CARINA PIMENTA – diretora-executiva da Conexsus (Instituto
Conexões Sustentáveis) e ANDREA AZEVEDO – diretora de
Desenvolvimento Institucional da Conexsus.

Publicado na Revista Interesse Nacional. Ano 13 • edição especial 01 • bioeconomia • agosto 2020

A Organização das Nações Unidas para Agricultura e alimentação (FAO) define bioeconomia como produção, utilização e conservação de recursos biológicos, incluindo conhecimento, ciência, tecnologia e inovação para disponibilizar informação, produtos, processos e serviços para todos os setores econômicos que buscam uma economia sustentável [1]. Quando falamos de bioeconomia, sobretudo em um contexto de sustentabilidade ambiental e social, estamos falando de uma economia que deve ser capaz de usar a riqueza natural de maneira sustentável, para que esses resultados se traduzam em dois benefícios principais: a) conservação dos biomas naturais e seus recursos; b) na melhoria do bem-estar das populações que vivem da/na floresta e que detêm muito conhecimento sobre ela. Não é possível chegar a essa bioeconomia inclusiva sem a presença e a participação ativa dessas comunidades.

Ainda hoje, a floresta é vista por muitos como empecilho para o desenvolvimento – os números do desmatamento da Amazônia voltaram a subir pela primeira vez desde 2005, tendo chegado a mais de 10.000 km2 em 2019, uma alta de 34% em relação a 2018 [2]. A biodiversidade dos biomas brasileiros, de maneira especial da Amazônia e do Cerrado, é subestimada em relação ao potencial econômico que pode oferecer.

É premente e muito importante que a sociedade, no seu conjunto (Estado, empresas privadas, instituições financeiras, investidores de impacto, sociedade civil e movimentos sociais), cada um desempenhando papéis específicos e complementares, consiga implementar um novo caminho de desenvolvimento e de crescimento econômico no qual o desmatamento não seja protagonista.

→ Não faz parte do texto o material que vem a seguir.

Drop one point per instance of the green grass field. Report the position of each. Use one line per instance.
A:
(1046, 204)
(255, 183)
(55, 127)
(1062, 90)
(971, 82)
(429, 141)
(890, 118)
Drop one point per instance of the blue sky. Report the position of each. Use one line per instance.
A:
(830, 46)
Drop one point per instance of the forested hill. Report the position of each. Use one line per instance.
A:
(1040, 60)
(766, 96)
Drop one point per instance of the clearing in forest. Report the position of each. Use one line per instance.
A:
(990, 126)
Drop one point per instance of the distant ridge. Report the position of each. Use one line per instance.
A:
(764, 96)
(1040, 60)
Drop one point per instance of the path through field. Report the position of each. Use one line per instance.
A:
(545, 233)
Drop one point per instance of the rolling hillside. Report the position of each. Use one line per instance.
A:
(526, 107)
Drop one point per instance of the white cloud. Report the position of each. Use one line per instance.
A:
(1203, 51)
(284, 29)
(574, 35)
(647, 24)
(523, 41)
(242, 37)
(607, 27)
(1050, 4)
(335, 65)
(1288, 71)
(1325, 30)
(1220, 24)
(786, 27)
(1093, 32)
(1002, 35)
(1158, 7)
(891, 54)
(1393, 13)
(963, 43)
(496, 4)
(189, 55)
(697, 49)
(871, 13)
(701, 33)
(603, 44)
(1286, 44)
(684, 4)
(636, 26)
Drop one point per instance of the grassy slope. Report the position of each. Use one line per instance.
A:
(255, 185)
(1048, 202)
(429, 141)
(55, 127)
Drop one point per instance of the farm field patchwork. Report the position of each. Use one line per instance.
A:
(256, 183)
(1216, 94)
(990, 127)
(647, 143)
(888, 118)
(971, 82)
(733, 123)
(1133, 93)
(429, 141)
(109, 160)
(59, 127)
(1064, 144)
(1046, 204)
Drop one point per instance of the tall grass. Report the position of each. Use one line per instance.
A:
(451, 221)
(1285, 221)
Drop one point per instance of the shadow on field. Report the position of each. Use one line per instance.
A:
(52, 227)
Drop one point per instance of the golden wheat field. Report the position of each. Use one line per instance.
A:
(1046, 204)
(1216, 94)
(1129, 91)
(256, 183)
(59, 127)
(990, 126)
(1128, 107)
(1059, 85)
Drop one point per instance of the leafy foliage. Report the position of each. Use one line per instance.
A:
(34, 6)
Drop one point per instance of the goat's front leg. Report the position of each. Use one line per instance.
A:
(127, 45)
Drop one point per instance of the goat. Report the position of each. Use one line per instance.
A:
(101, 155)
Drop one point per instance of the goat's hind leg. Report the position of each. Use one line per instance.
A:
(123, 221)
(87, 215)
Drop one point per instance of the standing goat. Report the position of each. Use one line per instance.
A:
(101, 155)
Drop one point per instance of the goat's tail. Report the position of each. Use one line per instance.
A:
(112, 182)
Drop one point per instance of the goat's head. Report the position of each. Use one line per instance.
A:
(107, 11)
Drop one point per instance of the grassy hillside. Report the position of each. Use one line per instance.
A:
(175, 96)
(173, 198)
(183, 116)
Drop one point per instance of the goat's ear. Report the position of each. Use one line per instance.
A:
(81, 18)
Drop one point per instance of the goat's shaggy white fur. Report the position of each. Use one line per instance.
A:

A primeira lição que aprendemos é que não existe um modelo pronto (embora haja vários caminhos), portanto, teremos que construí-lo, devendo essa ser uma prioridade para o país.

Um dos pilares desse modelo é o fortalecimento de uma vibrante e inovadora economia da floresta em pé. Hoje a economia extrativista e agroextrativista poderia ser muito mais eficiente e beneficiada com mais conexões: com mercados que querem esses produtos; com mais tecnologia e conhecimento para agregar valor às cadeias da floresta; com o florescimento de um processo industrial da quarta geração que usa tecnologias inteligentes e muito menos intensivas em energia (Nobre e Nobre, 2018; Homma, 2018); e com crédito, que no Brasil é altamente subsidiado, mas que na Amazônia tem 85% do seu fluxo indo para a pecuária de baixa produtividade (Pinto e Azevedo, 2017).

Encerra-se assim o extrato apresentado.